Politik Pengalihan Isu Dan Nasionalisme Yang Membara

Di balik ketegangan agraria dan sosial, terdapat kalkulasi politik yang dingin dari para pemimpin kedua negara. Di Honduras, presiden jenderal Oswaldo López Arellano, yang merebut kekuasaan melalui kudeta berdarah pada 1963, menghadapi krisis legitimasi yang parah. Pada 1969, pemerintahannya berada di ambang kehancuran akibat ekonomi yang terpuruk, pemogokan buruh, dan protes mahasiswa yang meluas. Rezim Arellano sangat membutuhkan cara untuk mengalihkan kemarahan publik dari kegagalan pemerintahannya sendiri dan menyatukan negara yang terpecah belah.

Solusi yang dipilih adalah dengan mengkambinghitamkan populasi imigran Salvador.
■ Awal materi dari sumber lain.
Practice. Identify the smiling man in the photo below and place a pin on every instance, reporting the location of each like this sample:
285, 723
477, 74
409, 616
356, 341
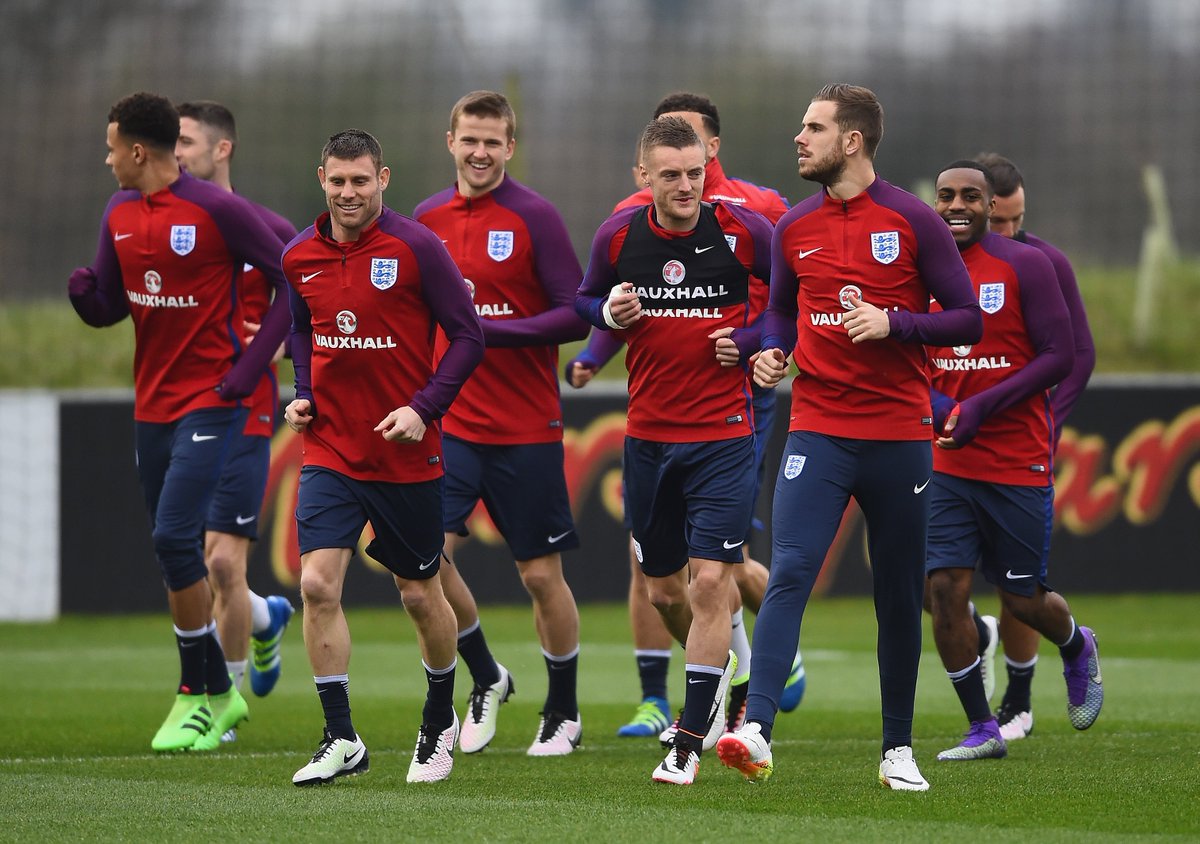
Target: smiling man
993, 488
208, 137
169, 256
369, 288
673, 277
504, 435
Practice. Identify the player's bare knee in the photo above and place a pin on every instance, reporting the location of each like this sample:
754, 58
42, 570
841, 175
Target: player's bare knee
318, 590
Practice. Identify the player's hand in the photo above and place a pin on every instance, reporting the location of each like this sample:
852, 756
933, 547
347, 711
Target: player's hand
298, 414
865, 322
952, 421
769, 367
82, 282
579, 375
623, 306
251, 330
727, 353
402, 425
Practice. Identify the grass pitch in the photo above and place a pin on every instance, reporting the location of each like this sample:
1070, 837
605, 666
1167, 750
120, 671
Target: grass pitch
82, 698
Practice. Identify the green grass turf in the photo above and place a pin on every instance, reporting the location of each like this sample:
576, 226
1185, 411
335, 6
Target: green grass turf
82, 698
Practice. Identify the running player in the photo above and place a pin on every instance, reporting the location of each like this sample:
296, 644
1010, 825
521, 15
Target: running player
504, 434
675, 276
171, 253
369, 288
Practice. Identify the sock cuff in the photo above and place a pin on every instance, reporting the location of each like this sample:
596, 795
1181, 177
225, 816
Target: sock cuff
564, 658
963, 672
438, 672
657, 654
1014, 664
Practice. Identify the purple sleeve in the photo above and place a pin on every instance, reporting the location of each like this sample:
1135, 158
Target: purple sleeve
102, 303
557, 270
445, 293
1048, 327
1072, 387
251, 241
600, 276
300, 342
749, 339
946, 277
600, 349
783, 307
942, 406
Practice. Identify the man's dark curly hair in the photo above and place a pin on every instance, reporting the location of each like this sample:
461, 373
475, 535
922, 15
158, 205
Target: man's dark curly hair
148, 119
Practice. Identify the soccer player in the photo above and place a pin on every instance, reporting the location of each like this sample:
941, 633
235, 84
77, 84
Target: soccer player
993, 489
853, 270
369, 289
652, 640
208, 138
673, 277
504, 435
169, 256
1015, 711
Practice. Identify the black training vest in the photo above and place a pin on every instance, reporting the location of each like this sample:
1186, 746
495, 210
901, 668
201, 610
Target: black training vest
697, 270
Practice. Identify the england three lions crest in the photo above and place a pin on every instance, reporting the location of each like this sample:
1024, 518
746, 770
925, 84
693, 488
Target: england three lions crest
183, 239
384, 271
885, 246
795, 465
499, 245
991, 297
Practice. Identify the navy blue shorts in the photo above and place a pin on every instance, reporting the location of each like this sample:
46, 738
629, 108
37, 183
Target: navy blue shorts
1002, 527
523, 489
763, 421
688, 500
333, 509
180, 467
239, 496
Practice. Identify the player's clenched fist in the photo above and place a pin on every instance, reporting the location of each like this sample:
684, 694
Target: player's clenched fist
298, 414
402, 425
769, 367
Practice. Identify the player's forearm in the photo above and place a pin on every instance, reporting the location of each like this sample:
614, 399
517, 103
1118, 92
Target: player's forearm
550, 328
460, 360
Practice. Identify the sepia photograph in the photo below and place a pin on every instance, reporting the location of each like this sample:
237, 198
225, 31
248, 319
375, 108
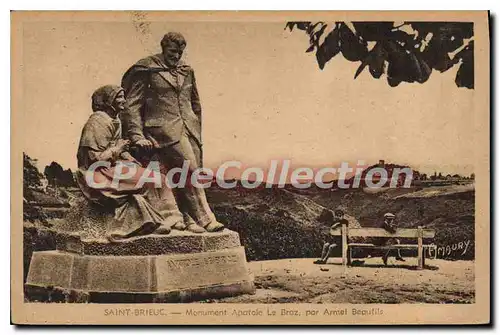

Secara sistematis, pemerintah dan media yang dikendalikannya mulai menyalahkan 300.000 imigran Salvador atas semua masalah Honduras, mulai dari pengangguran hingga tingkat upah yang rendah. Didukung oleh kelompok tuan tanah yang kuat seperti Federasi Nasional Petani dan Peternak Honduras (FENAGH), rezim melancarkan kampanye publik yang menuduh para imigran sebagai "penjajah" ilegal yang mengancam kedaulatan nasional. Dengan memanipulasi Undang-Undang Reformasi Agraria menjadi senjata pengusiran massal, López Arellano berhasil mengubah krisis internal menjadi konflik eksternal, sebuah strategi klasik untuk mempertahankan kekuasaan.

Di seberang perbatasan, pemerintah El Salvador di bawah presiden Fidel Sánchez Hernández menghadapi dilema yang tak kalah pelik. Di satu sisi, mereka dibanjiri oleh puluhan ribu pengungsi yang kembali dalam kondisi mengenaskan, banyak di antaranya menjadi korban kekerasan. Hal ini memicu kemarahan publik yang luar biasa dan tekanan dari kalangan militer untuk mengambil tindakan tegas demi membela kehormatan nasional. Ini adalah tekanan populis dari bawah yang menuntut pembalasan. Di sisi lain, elite penguasa El Salvador — "14 Keluarga" — justru merasa terancam oleh kedatangan kembali 300.000 petani miskin dan tak bertanah. Arus pengungsi ini berpotensi mengguncang tatanan sosial-ekonomi yang sangat timpang di El Salvador dan memicu tuntutan reformasi tanah internal, sesuatu yang sangat ditakuti oleh para elite.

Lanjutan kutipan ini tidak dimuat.